Ce qui a permis, au début des années 1960, à l’OCI de sortir de ce tout petit groupement de militants rescapés, c’est la jeunesse. Quand la direction de l’OCI et du PCI sacrifia sa jeunesse, à commencer par sa jeunesse étudiante, au profit de manœuvres d’appareil et de combinaisons dites politiques, elle se condamnait avec certitude.
La prise de l’UNEF engagea ce sacrifice dès 1971, mais c’était alors une nécessité impérieuse, totalement justifiée. Par la suite, la direction de l’OCI fit de cette nécessité vice. C’est pourquoi la direction jeune n’est pas directement responsable de la corruption politique et matérielle pour certains où une grande partie d’entre elle sombra.
Le petit groupe qui survécut de la crise pabliste des années 1950 dut une grande part de sa survie aux alliances que Pierre Lambert sut passer avec des morceaux d’appareil, notamment dans la Confédération Générale du Travail (CGT) Force Ouvrière. Sans quoi il aurait été écrasé à la fois par l’appareil stalinien, le secrétariat unifié de la quatrième internationale et les pressions de l’ensemble de la société bourgeoise.
Alexandre Hébert et sa région nantaise furent très probablement le vecteur central de ce sauvetage. Cela s’est retourné ensuite dans son contraire. On ne laisse pas dans le corps d’un opéré les instruments, corps étrangers, qui ont servi à le sauver.

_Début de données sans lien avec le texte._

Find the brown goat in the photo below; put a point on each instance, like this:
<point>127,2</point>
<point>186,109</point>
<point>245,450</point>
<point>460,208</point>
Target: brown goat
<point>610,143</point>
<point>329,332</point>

Peut-être que, pour n’avoir pas su rompre avec des méthodes qui avaient été nécessaires à une époque donnée, la direction de l’OCI, ramenée à Pierre Lambert, s’est empêchée de résoudre le problème, capital au sens propre, de l’évolution nécessaire de son organisation, la construction d’une véritable direction.

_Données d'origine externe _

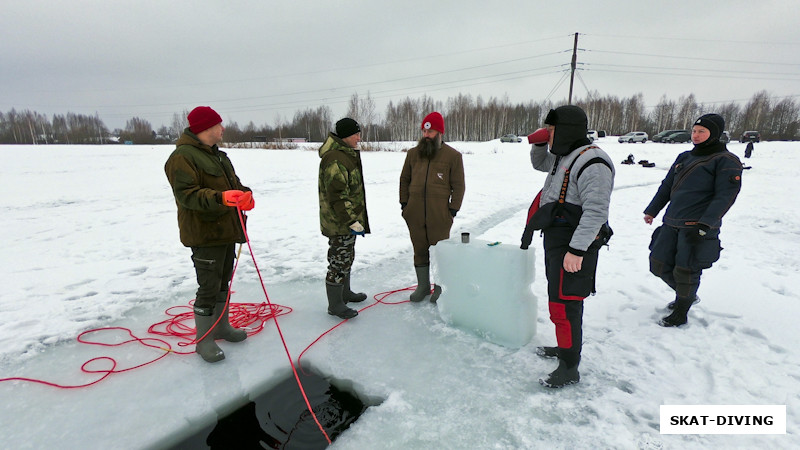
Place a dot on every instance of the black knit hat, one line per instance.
(347, 127)
(715, 124)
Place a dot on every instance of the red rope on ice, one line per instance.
(379, 299)
(278, 327)
(241, 315)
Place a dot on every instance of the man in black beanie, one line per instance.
(700, 187)
(342, 212)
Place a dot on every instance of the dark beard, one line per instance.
(428, 148)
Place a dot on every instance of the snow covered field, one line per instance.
(90, 240)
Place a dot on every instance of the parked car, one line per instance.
(510, 138)
(633, 136)
(658, 137)
(750, 136)
(678, 136)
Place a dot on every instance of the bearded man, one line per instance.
(431, 191)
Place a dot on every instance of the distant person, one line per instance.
(700, 187)
(573, 214)
(431, 191)
(342, 212)
(748, 150)
(208, 194)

Il y a eu hésitation, durant des années, puis décision, décision d’isolement, durant d’autres années, de la décision à la réalisation, puis de destruction accélérée.

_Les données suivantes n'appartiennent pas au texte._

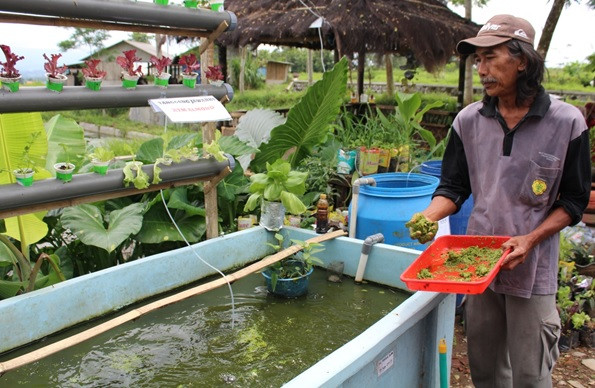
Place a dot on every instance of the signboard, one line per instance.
(198, 109)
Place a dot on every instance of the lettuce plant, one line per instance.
(190, 63)
(8, 68)
(127, 63)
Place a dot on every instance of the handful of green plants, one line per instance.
(421, 229)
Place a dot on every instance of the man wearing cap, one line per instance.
(525, 158)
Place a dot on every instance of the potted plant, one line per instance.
(190, 64)
(10, 76)
(162, 77)
(93, 76)
(290, 277)
(214, 75)
(24, 173)
(276, 191)
(101, 158)
(130, 74)
(54, 73)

De même, dans les années 1960, l’OCI, pour résister à la terreur politique instaurée par l’appareil stalinien, dut se muscler et faire un usage politique de la force physique.
Par la suite, cet usage fut souvent dénaturé, jusqu’à servir dans et contre ses propres rangs. C’est pourquoi aussi certains appareils, surtout celui de la CGT Force Ouvrière, s’en louèrent et louèrent ses services, qui peuvent se prolonger encore aujourd’hui.
L’histoire de l’OCI et du PCI est donc à bien des égards celle d’une corruption. Je n’entends pas ici ce terme dans le sens qu’il a pris aujourd’hui, celui de la corruption matérielle. Je pense à la corruption des métaux et à leur oxydation.
L’OCI et le PCI se sont oxydés pour n’avoir pas su construire leur revêtement protecteur, leur direction collective, leur véritable liberté d’élaboration et de discussion et leur véritable démocratie interne. Ils se sont corrompus par la tête.